Recently I noted reports that Austan Goolsbee, previously thought to be Obama’s pick for Chairman of the Council of Economic Advisers, was being passed over in favor of Cecilia Elena Rouse. Political Punch is reporting that neither will get the appointment and instead Obama is choosing University of California-Berkeley Economics professor Christina Romer. They provide this information on her:

Romer and her husband David, also an economist at Berkeley, are members of the Business Cycle Dating Committee of the National Bureau of Economic Research, which decides when a recession has officially started or ended.

One highly relevant area of their expertise — how tax cuts can help stimulate economic growth.

The Politico adds that she was once the author of a paper entitled What Ends Recessions? Let’s hope she knows the right answer. They also provide this additional information on her:

In March, National Journal had this précis on the couple: “As professors at the University of California (Berkeley), they are well-known macroeconomists — experts on the workings of the U.S. economy — who jointly hold one of six spots on the academic committee of economists that decides when recessions begin and end.
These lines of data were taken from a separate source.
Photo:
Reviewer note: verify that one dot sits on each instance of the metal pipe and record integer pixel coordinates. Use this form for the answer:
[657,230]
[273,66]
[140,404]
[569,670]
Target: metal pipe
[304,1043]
They are both steeped in the history of the country’s economy and have recently produced a series of papers looking at the causes and effects of most of the major changes in tax policy in the last 100 years.

“At the same time that Obama is calling for higher income taxes on people making $250,000 or more, the Romers have found that tax increases are generally bad for economic growth and that they primarily discourage investment — the supply-side argument that conservatives use to justify tax cuts for the rich. On the other hand, the Romers have shredded the conservative premise that tax cuts eventually force spending reductions (‘starving the beast’). Instead, they concluded that tax reductions lead only to one thing — offsetting tax increases to recover lost revenue.”

Initial response to this appointment appears favorable. Brad DeLong considers this an excellent choice, also stating that either Goolsbee or Rouse would also have been excellent choices.

1 Comment

  1. 1
    D S Lamont says:

    Christina Romer’s appointment means that we will have at the Council of Economic Advisers an economist with a background in highly relevant economic history and with moderate Keynesian sympathies – just what we need. It is to be hoped that she underatands that one of the key lessons of Keynes is the importance of constructive US leadership in international economic cooperation – including in the international coordination of key economic policies, in building up effective international economic institutions, and in safeguarding free trade. She will be familiar with literature like Donald Moggridge’s biography of Keynes and Donald Markwell’s “John Maynard Keynes and International Relations”, which I think are very helpful in thinking and working our way – nationally and globally – through the present muddle.